Why Is Scar Tissue A Problem?
Carpel tunnel syndrome is caused by the pinching of the median nerve in your wrist. This nerve sits in a small area where blood vessels, tendons, ligaments, and other tissues are compacted in your wrist. Sometimes, this small space, called the carpal tunnel, can shrink. This causes the tissues in the region to place direct pressure on the median nerve, and the nerve releases strong distress signals in the way of pain and tingling sensations. Shrinking is often caused by swelling of the tendons and ligaments in the wrist.
To help reduce pain caused by carpal tunnel syndrome, surgery can be completed that widens the carpal tunnel so the median nerve can sit comfortably in your body. A procedure called an open carpal tunnel surgery is scheduled where the carpal ligament is cut. This ligament sits at the base of the palm, and cutting it creates space as the tissue separates. Your surgeon will leave the ligament open, and scar tissue will connect the two sides of the ligament. This effectively widens the ligament so there is more space in the carpal tunnel.
Scar tissue can sometimes form too thick though, and this can close off the open space in the wrist again. More surgical procedures may need to be scheduled, or you might have to deal with carpal tunnel pain once again. You can ensure a successful operation by helping your body to control scar tissue formation.
How Do You Reduce The Formation Of Scar Tissue?
Do Not Use A Brace
Open carpal tunnel syndrome requires the placement of a fairly large incision. The incision is typically about two inches long and closed with surgical stitches. You will likely be asked to keep the incision area covered with a bandage for a few days to a week. You will feel pain during this time, and you may need to keep your wrist immobile.
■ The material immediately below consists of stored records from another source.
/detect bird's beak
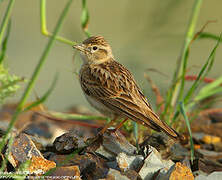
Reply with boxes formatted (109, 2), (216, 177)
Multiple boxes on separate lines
(72, 44), (85, 52)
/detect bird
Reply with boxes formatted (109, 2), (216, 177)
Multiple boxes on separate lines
(73, 36), (180, 139)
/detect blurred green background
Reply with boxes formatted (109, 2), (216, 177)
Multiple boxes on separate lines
(0, 0), (222, 110)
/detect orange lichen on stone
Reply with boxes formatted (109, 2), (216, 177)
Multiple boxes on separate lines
(29, 156), (56, 174)
(169, 162), (194, 180)
(202, 135), (221, 144)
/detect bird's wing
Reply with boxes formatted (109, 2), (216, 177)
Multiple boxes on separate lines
(80, 61), (178, 138)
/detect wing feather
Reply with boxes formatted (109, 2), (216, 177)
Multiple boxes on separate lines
(80, 60), (178, 138)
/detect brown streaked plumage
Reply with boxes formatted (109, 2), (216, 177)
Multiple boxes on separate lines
(73, 36), (180, 139)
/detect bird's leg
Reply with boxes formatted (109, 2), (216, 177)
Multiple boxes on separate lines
(99, 117), (117, 135)
(113, 118), (128, 132)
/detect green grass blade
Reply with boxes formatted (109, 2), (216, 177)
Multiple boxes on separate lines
(198, 32), (222, 42)
(0, 0), (15, 44)
(180, 102), (194, 163)
(0, 20), (11, 64)
(23, 74), (58, 111)
(194, 76), (222, 101)
(0, 0), (72, 155)
(171, 0), (202, 106)
(49, 111), (109, 120)
(184, 36), (221, 105)
(81, 0), (90, 37)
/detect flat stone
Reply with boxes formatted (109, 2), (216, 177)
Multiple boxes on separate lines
(139, 147), (174, 180)
(170, 143), (190, 161)
(47, 166), (81, 180)
(116, 153), (144, 171)
(53, 131), (86, 153)
(102, 130), (137, 155)
(49, 153), (108, 179)
(106, 169), (130, 180)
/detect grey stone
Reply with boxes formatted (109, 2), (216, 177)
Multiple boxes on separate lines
(139, 147), (174, 180)
(107, 169), (130, 180)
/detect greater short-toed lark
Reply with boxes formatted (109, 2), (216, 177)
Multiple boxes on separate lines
(73, 36), (179, 139)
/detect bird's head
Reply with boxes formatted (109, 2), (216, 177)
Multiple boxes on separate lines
(73, 36), (113, 64)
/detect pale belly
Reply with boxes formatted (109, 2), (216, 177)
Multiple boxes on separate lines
(85, 94), (118, 118)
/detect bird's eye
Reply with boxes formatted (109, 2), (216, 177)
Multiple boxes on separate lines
(93, 46), (98, 51)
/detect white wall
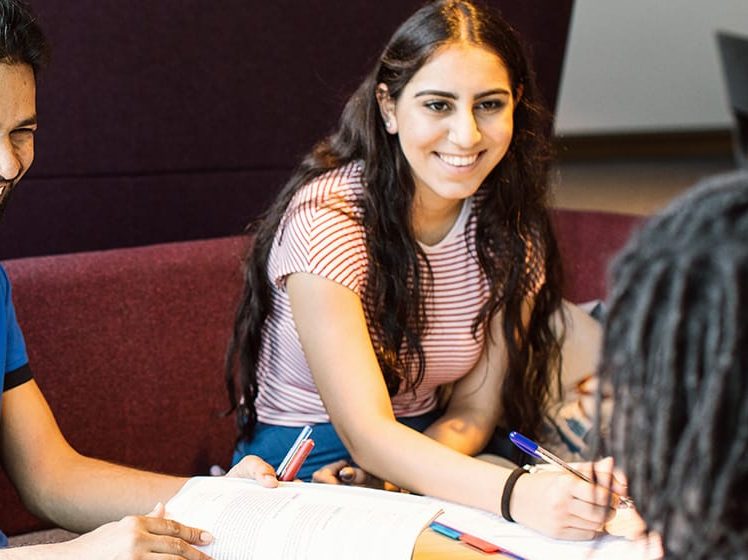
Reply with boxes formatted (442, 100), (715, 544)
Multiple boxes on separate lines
(556, 0), (748, 134)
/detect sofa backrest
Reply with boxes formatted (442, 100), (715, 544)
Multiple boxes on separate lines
(553, 210), (643, 303)
(0, 206), (639, 534)
(0, 0), (573, 259)
(0, 237), (251, 534)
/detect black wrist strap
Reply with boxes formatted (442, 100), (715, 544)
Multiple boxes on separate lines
(501, 467), (527, 523)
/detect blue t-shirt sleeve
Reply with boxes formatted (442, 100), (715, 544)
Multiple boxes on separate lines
(0, 266), (29, 374)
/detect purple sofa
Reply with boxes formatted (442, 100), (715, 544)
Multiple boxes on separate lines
(0, 210), (639, 535)
(0, 0), (573, 259)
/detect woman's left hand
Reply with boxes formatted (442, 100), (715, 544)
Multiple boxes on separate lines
(226, 455), (278, 488)
(312, 459), (400, 491)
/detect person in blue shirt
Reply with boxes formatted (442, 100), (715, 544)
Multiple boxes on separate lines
(0, 0), (277, 560)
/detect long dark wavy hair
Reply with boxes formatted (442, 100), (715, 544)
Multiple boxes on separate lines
(226, 0), (561, 446)
(601, 172), (748, 560)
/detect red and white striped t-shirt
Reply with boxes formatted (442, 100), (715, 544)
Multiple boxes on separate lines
(256, 163), (488, 426)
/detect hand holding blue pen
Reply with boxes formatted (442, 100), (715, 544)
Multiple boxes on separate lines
(509, 432), (634, 507)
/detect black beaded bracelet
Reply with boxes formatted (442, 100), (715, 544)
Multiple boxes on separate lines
(501, 467), (527, 523)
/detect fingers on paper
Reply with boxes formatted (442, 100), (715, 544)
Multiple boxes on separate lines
(227, 455), (278, 488)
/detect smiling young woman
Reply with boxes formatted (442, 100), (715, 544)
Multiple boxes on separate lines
(226, 0), (608, 538)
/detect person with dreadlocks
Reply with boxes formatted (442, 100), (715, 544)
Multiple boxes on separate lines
(600, 172), (748, 560)
(226, 0), (610, 539)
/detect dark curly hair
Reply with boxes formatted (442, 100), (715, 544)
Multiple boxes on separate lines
(601, 172), (748, 560)
(226, 0), (561, 446)
(0, 0), (49, 76)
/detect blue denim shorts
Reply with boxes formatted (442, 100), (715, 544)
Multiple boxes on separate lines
(231, 410), (441, 482)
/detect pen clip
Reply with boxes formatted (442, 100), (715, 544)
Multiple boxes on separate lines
(278, 438), (314, 482)
(275, 426), (312, 479)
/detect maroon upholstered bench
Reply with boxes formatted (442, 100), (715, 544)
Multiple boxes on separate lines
(0, 210), (639, 535)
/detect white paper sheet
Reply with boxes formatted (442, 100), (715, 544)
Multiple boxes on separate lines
(424, 500), (662, 560)
(166, 477), (440, 560)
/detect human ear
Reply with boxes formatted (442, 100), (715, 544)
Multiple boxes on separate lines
(377, 84), (397, 134)
(514, 84), (525, 109)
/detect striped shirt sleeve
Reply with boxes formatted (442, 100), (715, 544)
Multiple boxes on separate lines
(268, 168), (367, 297)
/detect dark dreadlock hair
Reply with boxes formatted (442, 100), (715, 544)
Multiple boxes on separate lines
(226, 0), (561, 446)
(601, 172), (748, 560)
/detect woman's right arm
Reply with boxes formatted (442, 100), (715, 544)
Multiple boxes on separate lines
(286, 273), (608, 539)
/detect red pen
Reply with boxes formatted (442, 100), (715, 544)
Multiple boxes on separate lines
(280, 439), (314, 482)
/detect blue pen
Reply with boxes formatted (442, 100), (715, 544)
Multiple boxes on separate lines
(509, 432), (634, 507)
(429, 521), (526, 560)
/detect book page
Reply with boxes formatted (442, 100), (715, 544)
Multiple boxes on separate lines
(166, 477), (441, 560)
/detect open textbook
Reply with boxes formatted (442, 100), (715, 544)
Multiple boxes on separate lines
(166, 477), (662, 560)
(166, 477), (441, 560)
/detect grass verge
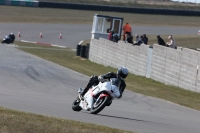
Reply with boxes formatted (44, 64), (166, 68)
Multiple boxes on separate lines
(0, 108), (133, 133)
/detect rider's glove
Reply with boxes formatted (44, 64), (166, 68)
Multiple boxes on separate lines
(98, 76), (105, 83)
(118, 94), (122, 99)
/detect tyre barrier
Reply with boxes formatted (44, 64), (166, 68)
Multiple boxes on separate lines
(76, 44), (81, 56)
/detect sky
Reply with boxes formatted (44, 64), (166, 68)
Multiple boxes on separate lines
(172, 0), (200, 3)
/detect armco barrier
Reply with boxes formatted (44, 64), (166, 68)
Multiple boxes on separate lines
(89, 38), (200, 93)
(39, 2), (200, 16)
(0, 0), (39, 7)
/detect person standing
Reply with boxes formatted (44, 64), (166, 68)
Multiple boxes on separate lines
(157, 35), (166, 46)
(167, 35), (176, 49)
(123, 23), (132, 41)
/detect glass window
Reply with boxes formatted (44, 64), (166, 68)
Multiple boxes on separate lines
(96, 18), (104, 32)
(103, 18), (113, 33)
(113, 20), (120, 33)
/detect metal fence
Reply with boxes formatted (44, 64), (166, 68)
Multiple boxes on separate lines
(39, 0), (200, 10)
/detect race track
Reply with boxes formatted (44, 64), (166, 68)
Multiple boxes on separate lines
(0, 26), (200, 133)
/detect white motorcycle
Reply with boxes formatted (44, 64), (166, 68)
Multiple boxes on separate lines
(72, 78), (121, 114)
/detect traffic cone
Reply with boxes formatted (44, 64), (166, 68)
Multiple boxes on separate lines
(59, 33), (62, 39)
(18, 31), (21, 37)
(40, 32), (42, 38)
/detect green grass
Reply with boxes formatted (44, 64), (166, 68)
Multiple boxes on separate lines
(0, 108), (133, 133)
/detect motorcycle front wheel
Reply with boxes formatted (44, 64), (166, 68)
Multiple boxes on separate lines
(72, 99), (82, 111)
(90, 97), (110, 114)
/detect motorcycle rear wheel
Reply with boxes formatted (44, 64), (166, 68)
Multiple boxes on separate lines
(72, 99), (82, 111)
(90, 97), (110, 114)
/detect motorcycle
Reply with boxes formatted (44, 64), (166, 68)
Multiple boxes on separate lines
(1, 36), (13, 44)
(72, 78), (121, 114)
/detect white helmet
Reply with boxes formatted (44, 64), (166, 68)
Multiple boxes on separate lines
(117, 67), (128, 79)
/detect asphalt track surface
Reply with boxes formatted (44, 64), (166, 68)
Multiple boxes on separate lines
(0, 24), (200, 133)
(0, 23), (199, 48)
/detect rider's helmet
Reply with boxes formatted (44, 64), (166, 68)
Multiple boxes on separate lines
(117, 67), (128, 79)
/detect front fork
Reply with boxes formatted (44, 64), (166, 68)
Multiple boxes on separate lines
(95, 93), (109, 103)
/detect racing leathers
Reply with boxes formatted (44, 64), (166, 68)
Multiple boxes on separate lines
(81, 72), (126, 98)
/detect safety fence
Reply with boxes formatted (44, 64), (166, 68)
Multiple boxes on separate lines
(0, 0), (39, 7)
(39, 2), (200, 16)
(0, 0), (200, 16)
(89, 38), (200, 92)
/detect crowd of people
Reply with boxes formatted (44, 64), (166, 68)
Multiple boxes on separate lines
(108, 23), (177, 49)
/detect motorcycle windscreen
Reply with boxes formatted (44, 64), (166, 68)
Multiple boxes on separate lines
(110, 78), (121, 87)
(110, 78), (121, 98)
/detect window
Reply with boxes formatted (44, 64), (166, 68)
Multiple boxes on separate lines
(96, 18), (104, 32)
(113, 20), (121, 33)
(103, 18), (113, 33)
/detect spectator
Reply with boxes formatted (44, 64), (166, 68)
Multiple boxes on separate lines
(133, 34), (143, 46)
(108, 30), (114, 41)
(112, 33), (119, 42)
(167, 35), (176, 48)
(125, 34), (133, 44)
(157, 35), (166, 46)
(140, 35), (147, 45)
(123, 23), (132, 41)
(8, 32), (15, 43)
(143, 34), (149, 45)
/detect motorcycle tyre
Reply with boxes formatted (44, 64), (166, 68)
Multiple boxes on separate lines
(72, 99), (82, 111)
(90, 97), (110, 114)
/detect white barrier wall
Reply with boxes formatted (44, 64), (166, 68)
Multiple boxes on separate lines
(89, 38), (200, 92)
(89, 38), (149, 76)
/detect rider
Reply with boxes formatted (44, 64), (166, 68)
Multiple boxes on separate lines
(80, 67), (128, 99)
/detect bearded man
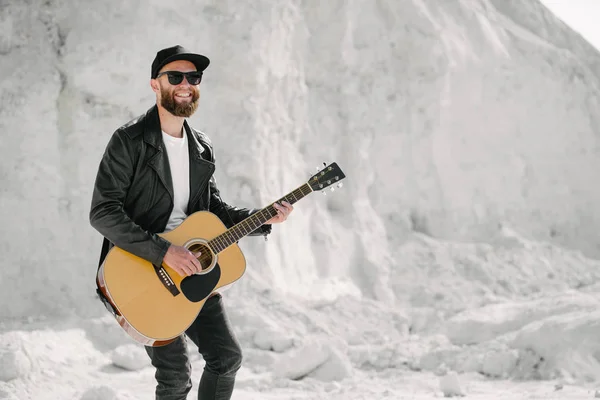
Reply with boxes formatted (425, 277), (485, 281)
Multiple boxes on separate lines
(90, 45), (293, 400)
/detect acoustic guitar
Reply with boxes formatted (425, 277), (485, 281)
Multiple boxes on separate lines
(97, 163), (345, 347)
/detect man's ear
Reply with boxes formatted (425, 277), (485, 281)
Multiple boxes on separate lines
(150, 79), (160, 92)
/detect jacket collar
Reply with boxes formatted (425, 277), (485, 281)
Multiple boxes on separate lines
(144, 105), (215, 209)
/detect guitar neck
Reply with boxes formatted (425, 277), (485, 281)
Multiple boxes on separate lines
(208, 183), (312, 254)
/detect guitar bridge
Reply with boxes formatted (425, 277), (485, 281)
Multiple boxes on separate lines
(152, 264), (181, 297)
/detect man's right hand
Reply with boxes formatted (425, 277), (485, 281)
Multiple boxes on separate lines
(163, 244), (202, 276)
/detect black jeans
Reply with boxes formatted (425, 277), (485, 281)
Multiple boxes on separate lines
(146, 294), (242, 400)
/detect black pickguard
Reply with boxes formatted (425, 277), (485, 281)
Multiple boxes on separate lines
(179, 263), (221, 303)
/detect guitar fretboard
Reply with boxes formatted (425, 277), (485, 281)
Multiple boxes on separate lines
(208, 183), (312, 254)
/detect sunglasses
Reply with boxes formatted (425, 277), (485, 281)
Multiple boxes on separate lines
(156, 71), (202, 86)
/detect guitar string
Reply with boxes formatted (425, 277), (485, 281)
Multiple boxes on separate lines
(191, 175), (336, 265)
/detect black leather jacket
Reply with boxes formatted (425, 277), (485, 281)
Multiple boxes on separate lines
(90, 106), (271, 265)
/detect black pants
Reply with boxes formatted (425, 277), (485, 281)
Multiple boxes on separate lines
(146, 294), (242, 400)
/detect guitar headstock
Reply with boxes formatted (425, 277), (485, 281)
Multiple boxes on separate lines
(308, 163), (346, 192)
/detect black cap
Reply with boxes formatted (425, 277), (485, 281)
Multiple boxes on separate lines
(150, 45), (210, 79)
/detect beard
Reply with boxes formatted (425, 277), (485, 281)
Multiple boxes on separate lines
(160, 89), (200, 118)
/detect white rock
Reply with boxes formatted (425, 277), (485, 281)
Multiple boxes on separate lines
(0, 348), (31, 382)
(80, 386), (120, 400)
(481, 350), (519, 378)
(253, 327), (294, 353)
(111, 344), (150, 371)
(308, 348), (352, 382)
(273, 340), (332, 379)
(440, 371), (465, 397)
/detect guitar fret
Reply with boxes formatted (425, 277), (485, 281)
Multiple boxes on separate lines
(209, 183), (322, 253)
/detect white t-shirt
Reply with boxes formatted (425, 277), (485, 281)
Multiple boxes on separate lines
(162, 131), (190, 232)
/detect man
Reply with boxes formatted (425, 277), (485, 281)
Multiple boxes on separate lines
(90, 46), (293, 400)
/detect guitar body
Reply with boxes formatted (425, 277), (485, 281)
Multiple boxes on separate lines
(97, 211), (246, 346)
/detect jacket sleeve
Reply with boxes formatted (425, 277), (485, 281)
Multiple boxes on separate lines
(209, 176), (271, 236)
(89, 131), (170, 265)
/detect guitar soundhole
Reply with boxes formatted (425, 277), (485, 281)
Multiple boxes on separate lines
(188, 243), (213, 271)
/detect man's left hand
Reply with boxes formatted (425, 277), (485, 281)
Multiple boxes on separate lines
(265, 201), (294, 224)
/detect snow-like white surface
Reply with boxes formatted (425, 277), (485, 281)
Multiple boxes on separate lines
(0, 0), (600, 400)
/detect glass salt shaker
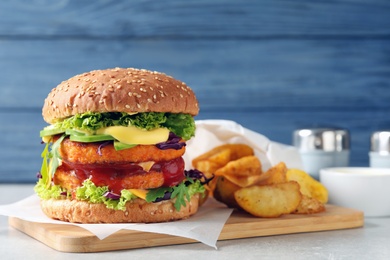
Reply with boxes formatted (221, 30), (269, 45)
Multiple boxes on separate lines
(369, 130), (390, 168)
(293, 127), (350, 180)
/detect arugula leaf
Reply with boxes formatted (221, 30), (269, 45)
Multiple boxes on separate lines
(48, 135), (66, 184)
(145, 187), (173, 202)
(34, 178), (205, 211)
(171, 182), (191, 211)
(41, 135), (66, 187)
(40, 142), (51, 187)
(34, 179), (69, 200)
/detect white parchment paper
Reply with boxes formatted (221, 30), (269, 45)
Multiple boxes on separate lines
(0, 120), (301, 248)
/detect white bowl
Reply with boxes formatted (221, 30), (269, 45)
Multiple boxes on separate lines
(320, 167), (390, 217)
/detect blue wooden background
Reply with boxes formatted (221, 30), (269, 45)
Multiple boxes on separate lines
(0, 0), (390, 183)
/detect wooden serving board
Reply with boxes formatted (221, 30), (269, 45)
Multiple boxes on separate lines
(9, 205), (364, 252)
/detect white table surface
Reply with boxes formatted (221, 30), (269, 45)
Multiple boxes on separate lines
(0, 184), (390, 260)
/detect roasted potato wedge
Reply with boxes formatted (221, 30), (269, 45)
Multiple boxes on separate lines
(286, 169), (328, 204)
(213, 176), (241, 208)
(258, 162), (287, 185)
(215, 156), (261, 177)
(294, 195), (325, 214)
(234, 181), (302, 218)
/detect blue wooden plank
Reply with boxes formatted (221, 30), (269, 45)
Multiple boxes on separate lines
(0, 0), (390, 38)
(0, 40), (390, 111)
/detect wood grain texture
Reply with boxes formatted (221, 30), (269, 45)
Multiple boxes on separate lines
(9, 205), (364, 253)
(0, 0), (390, 38)
(0, 0), (390, 182)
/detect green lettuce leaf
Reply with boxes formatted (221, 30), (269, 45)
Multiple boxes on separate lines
(34, 178), (205, 211)
(146, 178), (206, 211)
(45, 112), (195, 140)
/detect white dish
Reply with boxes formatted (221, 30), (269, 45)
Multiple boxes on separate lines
(320, 167), (390, 217)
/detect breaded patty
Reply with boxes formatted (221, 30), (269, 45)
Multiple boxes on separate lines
(53, 165), (164, 193)
(59, 138), (185, 164)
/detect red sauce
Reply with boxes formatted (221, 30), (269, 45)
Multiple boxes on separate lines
(62, 157), (185, 194)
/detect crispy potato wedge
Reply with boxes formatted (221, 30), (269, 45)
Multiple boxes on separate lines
(286, 169), (328, 204)
(215, 155), (261, 177)
(224, 174), (261, 188)
(213, 176), (241, 208)
(234, 181), (302, 218)
(294, 195), (325, 214)
(194, 160), (221, 177)
(258, 162), (287, 185)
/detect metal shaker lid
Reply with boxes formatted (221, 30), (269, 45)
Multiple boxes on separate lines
(371, 130), (390, 153)
(293, 127), (350, 152)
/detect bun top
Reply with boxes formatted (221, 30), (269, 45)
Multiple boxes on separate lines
(42, 68), (199, 124)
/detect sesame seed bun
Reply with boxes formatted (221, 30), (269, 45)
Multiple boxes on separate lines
(41, 194), (199, 223)
(42, 68), (199, 124)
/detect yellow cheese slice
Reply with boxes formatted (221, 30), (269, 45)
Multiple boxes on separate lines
(97, 126), (169, 145)
(138, 161), (154, 172)
(129, 189), (148, 200)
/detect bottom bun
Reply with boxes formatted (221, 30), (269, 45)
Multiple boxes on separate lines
(41, 194), (199, 223)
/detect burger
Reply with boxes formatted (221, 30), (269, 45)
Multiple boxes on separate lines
(34, 68), (208, 223)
While some operations and conditions may require the use of a brace for several weeks, braces should be avoided if your surgeon says you are healing normally.
If you use a brace, then all of the ligaments, tendons, muscles, and nerves in your wrist will be unable to move for some time. As scar tissue starts to connect the ends of your carpal ligament, the tissue may over-develop and start to build inside the carpal tunnel. While this can happen naturally as your body goes through the tissue repair process, the movement of the ligaments and muscles in the area will release and break up scar tissue that has deposited on and near the healthy tissues. This is a good thing to keep the carpal tunnel open, and a brace will keep this from happening.
Initial movements may be painful. If pain is problematic for you, then your surgeon can develop a pain-management strategy to reduce discomfort instead of providing you with a brace. Steroidal and nonsteroidal medication as well as physical therapy are typically part of this management plan.
Complete Incision Massage
Scar tissue is likely to form around your incision after carpal tunnel surgery. Since the incision is typically quite long, the scar tissue can press on the healing carpal ligament and force it into the carpal tunnel. This can cause median nerve pressure. You will need to make sure that incision scar tissue is controlled, and the massage of the area can help to break up some of the tissue that forms before it solidifies.
Incision massage can often start after stitches are removed. If your orthopedic surgeon says you can resume normal activities, then you can start massaging the incision. Make sure to use lotion on the area to reduce friction and to help your fingers move along the surgical area. Start at the top of the incision and use your index and middle finger to place firm but gentle pressure on the area. Move your fingers in a circle and slowly move down the incision. Move back up the incision towards your hand when you reach the bottom and continue to move up and down the area for about five minutes. You should do this every two to three hours each day.